Monday, January 30, 2012

Fault in our Stars

I have a confession to make. As a teenager in between my reading of Stephen King and Christopher Pike, I read the maudlin tales of Lurlene McDaniel. These tearjerkers all had the same thing in common--someone died--usually of some horrific cancer that the character struggles through while the supporting characters rally around her.

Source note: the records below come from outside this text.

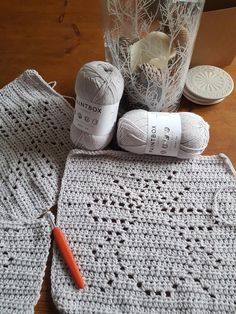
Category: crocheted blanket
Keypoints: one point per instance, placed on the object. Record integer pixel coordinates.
(151, 234)
(34, 143)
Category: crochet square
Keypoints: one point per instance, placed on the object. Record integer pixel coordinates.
(24, 248)
(34, 143)
(149, 234)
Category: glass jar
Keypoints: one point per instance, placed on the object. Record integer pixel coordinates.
(151, 43)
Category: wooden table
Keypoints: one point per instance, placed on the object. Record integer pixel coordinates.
(57, 37)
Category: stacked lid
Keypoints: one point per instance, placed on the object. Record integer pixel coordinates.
(207, 85)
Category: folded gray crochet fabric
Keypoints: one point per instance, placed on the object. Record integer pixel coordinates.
(151, 234)
(24, 248)
(34, 143)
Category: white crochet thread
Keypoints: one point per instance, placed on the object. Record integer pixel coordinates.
(24, 248)
(132, 133)
(144, 232)
(34, 143)
(99, 87)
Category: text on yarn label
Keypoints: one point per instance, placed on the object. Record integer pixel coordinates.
(164, 134)
(94, 119)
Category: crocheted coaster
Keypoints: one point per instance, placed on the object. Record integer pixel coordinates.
(151, 234)
(34, 143)
(24, 248)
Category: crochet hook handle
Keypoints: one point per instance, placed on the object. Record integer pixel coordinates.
(68, 257)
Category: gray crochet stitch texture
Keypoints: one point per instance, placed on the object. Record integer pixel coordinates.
(24, 248)
(34, 143)
(151, 235)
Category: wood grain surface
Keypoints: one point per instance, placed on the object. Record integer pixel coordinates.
(57, 37)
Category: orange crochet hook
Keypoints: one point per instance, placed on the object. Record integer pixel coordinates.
(68, 257)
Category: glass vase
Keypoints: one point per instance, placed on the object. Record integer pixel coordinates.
(151, 43)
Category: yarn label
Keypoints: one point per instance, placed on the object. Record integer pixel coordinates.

What does this have to do with John Green's newest book, The Fault in Our Stars, you ask? Simply that the main character, Hazel, is a cancer kid. That alone would have made me want to read it, but then add in that it's John Green (and as some may know--pretty much all teen librarians love John Green), and it's set in Indianapolis (I'm an uprooted Hoosier). I had to read it. I figured it would be a hard read for me to do right now for reasons I'm not going into, I decided to try and if it became too upsetting, I'd stop. I didn't have to stop. I read it all day yesterday.

Hazel is a sixteen year old teen who has thyroid cancer that has metastasized to her lungs. She lugs around an oxygen tank because as she puts it her lungs suck at being lungs. Her mother forces her to attend a support group for cancer kids. She's been terminal for three years and has accepted that her cancer is going to be the death of her. But then she meets Augustus at the support group. He lost part of a leg to bone cancer. He only came to support his friend Isaac who is losing his only functioning eye to cancer, but when he sees Hazel he can't look away. He calls her Hazel Grace and compares her to Natalie Portman in V for Vendetta. They begin a friendship with tentative flirting and then a full fledged romance that is doomed from the start.

I figured that I would know how the story ends before it even began, but I was pleasantly wrong. Hazel and Augustus are the type of intellectual teens that banter back and forth about book quotes or philosophical issues that only facing death truly brings up in conversation. They poke fun at the maudlin cancer kid problem novels. And yes, this is a cancer kid problem novel at the heart of it, but it's hilariously funny and bitterly sad at the same time. Only a truly talented author can balance that fine line. As someone from Indy, I have to say that I knew exactly where they were throughout the book, which tickled me to death. The side storyline trip to Amsterdam to meet a reclusive author as their Wish was a mixed bag for me. I enjoyed all of it, but it felt like it was tacked on because the author got a grant of some sort to write about it. It wasn't necessary to the story for me, but that doesn't mean that I didn't enjoy it because I did.

And for those people who are wondering if this is a massive tearjerker--it wasn't for me. I choked up when Hazel compares herself to a grenade and that she wanted to save others from the collateral damage of knowing her. I choked up when her father spoke to her about his love for her (FYI--awesome parents in this book all around. I love that the parents were real!!). But for the rest of the sad parts, I didn't really get upset as a reader. That says a lot for me since I tear up at the mention of anything sad usually. Now that I said that--I hope the other teen librarians who have read this book will chime in with their take on the book. I know that there are at least two or three in our libraries that have read it too, so I'll see if they'll post their thoughts here as well!

Some reviews are saying that this is John Green's best yet, but I still favor Looking for Alaska over this one. It's a second place for me. Still fabulous and highly recommended--I just wanted a little more. This book is for those realistic fiction readers looking for some fun dialogue, great characters, and a bit of sadness thrown in.